I was thinking about that same idea the other day. Since the 1"/5" filters are so expensive, you could make a metal frame to fit into an existing 1" filter frame that could hold a somewhat smaller 5" filter. All at a cost though. It could have an affect on air return CFM.

Keep in mind that MERV filters are rated at a specific feet per minute of air flow. BT pointed this out in another post. So those HD filters may be MERV 8 but only if you have the exact same air flow used in the test by the manufacturer. See this post> http://www.diychatroom.com/f17/filter-grille-fpm-92250/


----------



## Jackofall1 (Dec 5, 2010)

Before modifying or changing your system, you might find this an interesting read.

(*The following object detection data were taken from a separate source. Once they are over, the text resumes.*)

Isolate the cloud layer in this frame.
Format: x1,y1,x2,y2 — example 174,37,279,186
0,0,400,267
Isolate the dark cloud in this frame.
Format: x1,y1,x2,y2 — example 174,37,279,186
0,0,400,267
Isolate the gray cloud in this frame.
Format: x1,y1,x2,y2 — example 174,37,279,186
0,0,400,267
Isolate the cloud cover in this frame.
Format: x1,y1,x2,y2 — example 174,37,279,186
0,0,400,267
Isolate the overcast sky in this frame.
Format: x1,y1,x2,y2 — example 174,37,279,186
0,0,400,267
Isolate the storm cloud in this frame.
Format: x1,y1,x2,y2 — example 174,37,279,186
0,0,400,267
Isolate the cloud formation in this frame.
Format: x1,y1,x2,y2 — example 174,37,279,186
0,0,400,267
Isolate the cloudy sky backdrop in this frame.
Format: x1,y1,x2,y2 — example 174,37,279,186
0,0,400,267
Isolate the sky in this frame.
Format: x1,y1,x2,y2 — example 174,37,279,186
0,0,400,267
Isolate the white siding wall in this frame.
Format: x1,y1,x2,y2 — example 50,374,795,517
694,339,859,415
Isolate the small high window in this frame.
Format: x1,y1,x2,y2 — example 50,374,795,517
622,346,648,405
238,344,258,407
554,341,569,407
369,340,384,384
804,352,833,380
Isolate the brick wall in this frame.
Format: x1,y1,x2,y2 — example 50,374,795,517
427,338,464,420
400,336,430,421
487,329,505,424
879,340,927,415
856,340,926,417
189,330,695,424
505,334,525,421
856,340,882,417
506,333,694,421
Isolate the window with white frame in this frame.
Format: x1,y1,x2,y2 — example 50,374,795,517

In a nutshell the filter is there to protect the equipment, and has little effect on the whole house air quality

http://www.cmhc-schl.gc.ca/en/co/maho/gemare/gemare_008.cfm


----------



## BorgVilla (Jan 21, 2011)

Jackofall1 said:


> Before modifying or changing your system, you might find this an interesting read.
> 
> In a nutshell the filter is there to protect the equipment, and has little effect on the whole house air quality
> 
> http://www.cmhc-schl.gc.ca/en/co/maho/gemare/gemare_008.cfm


That is a great article, thanks!

Looks like what we really need is some type of ESP filtration device.


----------



## brookecaz (Jan 24, 2011)

*Check with the professionals first.*

Generally the thicker the filter, the better air quality in your home.


----------